Panembahan Gusti Mesir Raja Kerajaan Simpang ke-6 dua kali ditangkap Jepang. Penangkapan pertama pada tanggal 23 April 1943 bersamaan dengan penangkapan raja-raja seluruh Kalbar dari 12 kerajaan yang semula atas undangan Jepang untuk menghadiri pertemuan di Kota Pontianak. Ternyata kesemuanya dibunuh Jepang, kecuali Panembahan Gusti Mesir. Beliau dibebaskan oleh Penguasa Jepang di Sukadana Bunkenkanrikan.
Setelah Beliau kembali ke Teluk Melano oleh Majelis Kerajaan diadakan musyawarah untuk mencari jalan menyelamatkan Panembahan yang dipimpin oleh Punggawa Uti Hamzah.

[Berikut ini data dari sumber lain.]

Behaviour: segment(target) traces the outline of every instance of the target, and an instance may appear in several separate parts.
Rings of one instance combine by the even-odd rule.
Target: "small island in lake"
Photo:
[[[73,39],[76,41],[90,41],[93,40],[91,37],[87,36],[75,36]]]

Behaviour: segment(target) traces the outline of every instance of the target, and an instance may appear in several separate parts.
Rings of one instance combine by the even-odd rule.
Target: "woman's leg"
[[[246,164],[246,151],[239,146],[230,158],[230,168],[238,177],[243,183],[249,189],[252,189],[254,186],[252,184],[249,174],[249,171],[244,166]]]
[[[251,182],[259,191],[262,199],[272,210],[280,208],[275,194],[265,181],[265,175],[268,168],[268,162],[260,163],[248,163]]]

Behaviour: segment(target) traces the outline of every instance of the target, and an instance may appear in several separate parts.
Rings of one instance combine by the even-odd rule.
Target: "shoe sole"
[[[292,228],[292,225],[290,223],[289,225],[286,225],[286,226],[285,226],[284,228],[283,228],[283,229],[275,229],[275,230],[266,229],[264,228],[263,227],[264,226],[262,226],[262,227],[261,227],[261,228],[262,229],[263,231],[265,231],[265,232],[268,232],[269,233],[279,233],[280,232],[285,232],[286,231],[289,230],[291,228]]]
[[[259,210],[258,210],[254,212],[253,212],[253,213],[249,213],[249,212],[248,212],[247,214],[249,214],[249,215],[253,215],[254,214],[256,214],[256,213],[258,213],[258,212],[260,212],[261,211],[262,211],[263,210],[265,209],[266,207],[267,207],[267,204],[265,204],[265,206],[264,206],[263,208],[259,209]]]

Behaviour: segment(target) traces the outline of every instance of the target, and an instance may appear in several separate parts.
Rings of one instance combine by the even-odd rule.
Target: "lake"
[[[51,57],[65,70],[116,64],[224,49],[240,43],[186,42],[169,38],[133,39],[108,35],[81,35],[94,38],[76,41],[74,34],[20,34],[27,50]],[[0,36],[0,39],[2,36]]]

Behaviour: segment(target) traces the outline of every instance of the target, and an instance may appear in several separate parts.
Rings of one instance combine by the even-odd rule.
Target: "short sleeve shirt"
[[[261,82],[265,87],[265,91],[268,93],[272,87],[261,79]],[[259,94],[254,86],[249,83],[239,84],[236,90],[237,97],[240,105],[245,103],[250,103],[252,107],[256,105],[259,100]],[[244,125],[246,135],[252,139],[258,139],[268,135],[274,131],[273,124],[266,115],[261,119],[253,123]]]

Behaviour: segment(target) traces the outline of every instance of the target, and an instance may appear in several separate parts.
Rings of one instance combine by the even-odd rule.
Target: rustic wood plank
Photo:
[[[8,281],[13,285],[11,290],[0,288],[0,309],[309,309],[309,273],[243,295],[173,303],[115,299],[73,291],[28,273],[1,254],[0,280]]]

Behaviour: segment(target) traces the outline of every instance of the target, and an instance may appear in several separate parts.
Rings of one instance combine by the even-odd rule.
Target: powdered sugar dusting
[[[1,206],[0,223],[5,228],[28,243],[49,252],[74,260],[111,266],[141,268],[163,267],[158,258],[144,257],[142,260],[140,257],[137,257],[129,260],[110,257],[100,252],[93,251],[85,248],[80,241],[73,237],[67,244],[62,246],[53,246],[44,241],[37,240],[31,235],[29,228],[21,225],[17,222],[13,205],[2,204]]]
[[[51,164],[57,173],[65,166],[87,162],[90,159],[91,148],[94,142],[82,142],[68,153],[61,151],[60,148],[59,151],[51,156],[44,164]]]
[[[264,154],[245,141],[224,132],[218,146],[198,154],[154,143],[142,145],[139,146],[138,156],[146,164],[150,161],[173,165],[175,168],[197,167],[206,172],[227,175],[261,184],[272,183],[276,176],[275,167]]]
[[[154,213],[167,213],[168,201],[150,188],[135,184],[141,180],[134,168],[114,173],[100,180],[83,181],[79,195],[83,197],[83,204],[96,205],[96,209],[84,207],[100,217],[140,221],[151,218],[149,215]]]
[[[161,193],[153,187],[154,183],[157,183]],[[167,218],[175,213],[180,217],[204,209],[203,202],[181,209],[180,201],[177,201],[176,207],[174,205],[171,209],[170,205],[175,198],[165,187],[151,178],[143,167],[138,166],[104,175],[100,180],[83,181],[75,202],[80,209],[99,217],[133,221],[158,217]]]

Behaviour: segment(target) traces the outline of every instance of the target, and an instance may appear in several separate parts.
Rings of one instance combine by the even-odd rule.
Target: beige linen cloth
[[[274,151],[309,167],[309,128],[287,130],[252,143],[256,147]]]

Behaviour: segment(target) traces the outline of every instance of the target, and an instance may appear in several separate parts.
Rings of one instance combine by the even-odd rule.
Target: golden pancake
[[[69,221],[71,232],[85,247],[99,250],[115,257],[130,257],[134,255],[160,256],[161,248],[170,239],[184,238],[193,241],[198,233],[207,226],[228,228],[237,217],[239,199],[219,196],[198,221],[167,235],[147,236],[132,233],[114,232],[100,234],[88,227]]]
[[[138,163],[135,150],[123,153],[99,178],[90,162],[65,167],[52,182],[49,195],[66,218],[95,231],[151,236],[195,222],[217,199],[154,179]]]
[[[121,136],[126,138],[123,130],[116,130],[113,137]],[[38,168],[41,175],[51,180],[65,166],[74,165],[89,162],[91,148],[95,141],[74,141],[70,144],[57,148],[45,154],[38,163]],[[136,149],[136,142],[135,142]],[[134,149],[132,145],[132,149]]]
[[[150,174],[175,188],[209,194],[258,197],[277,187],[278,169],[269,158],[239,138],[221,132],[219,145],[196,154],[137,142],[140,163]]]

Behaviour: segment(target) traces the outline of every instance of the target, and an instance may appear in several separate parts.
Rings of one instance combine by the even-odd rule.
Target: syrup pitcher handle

Namun dalam pertemuan itu semua alternative dengan halus ditolak oleh Panembahan, karena semua alternative itu dinilai tidak rasional. Apalagi untuk mengangkat senjata, berperang melawan Jepang.
Panembahan menyatakan, “Biarlah aku jadi korban—jangan rakyat, karena kita tidak mempunyai kekuatan apapun.”
Pembebasan Panembahan ini sehubungan dengan berita pelarian mata-mata Belanda Kepala Staatwach yang lari ke Telok Melano, karena ada keluarganya di sana. Datang dari Ketapang dan Sukadana kampetai-kampetai Jepang dan memerintahkan rakyat untuk menangkapnya dikoordinatori oleh Kerajaan. Akhirnya pelarian itu tertangkap di Rantau Panjang.
Pada awal Januari 1944 datanglah Motor Cabang dengan dipimpin oleh dua orang kampetai langsung ke Istana menangkap Panembahan Gusti Mesir dan Beliau memang sudah siap kapan saja ditangkap karena sejak penangkapan pertama Beliau tidur pun berpakaian lengkap, menunggu kedatangan Kampetai Jepang. Ditangkaplah seluruh jajaran kerajaan: Panembahan Tua Gusti Rum (Raja ke-5) ayah Gusti Mesir. Gusti Umar mantri polisi (abang Gusti Mesir). Gusti Tawi mantra tani (adik Gusti Mesir). Tengku Ajong (ipar Gusti Mesir). Dolah sopir kerajaan. Raden Asfar (kemenakan Gusti Mesir) serta Bujang Kerepek yang sehari-hari bertugas sebagai pembantu.
Saat penangkapan istri Beliau sedang hamil tua, dan 10 hari kemudian lahirlah anak Beliau yang bungsu yang tidak sempat melihat wajah ayahnya. (disarikan dari surat Drs H Gusti Mulia, putra Gusti Mesir)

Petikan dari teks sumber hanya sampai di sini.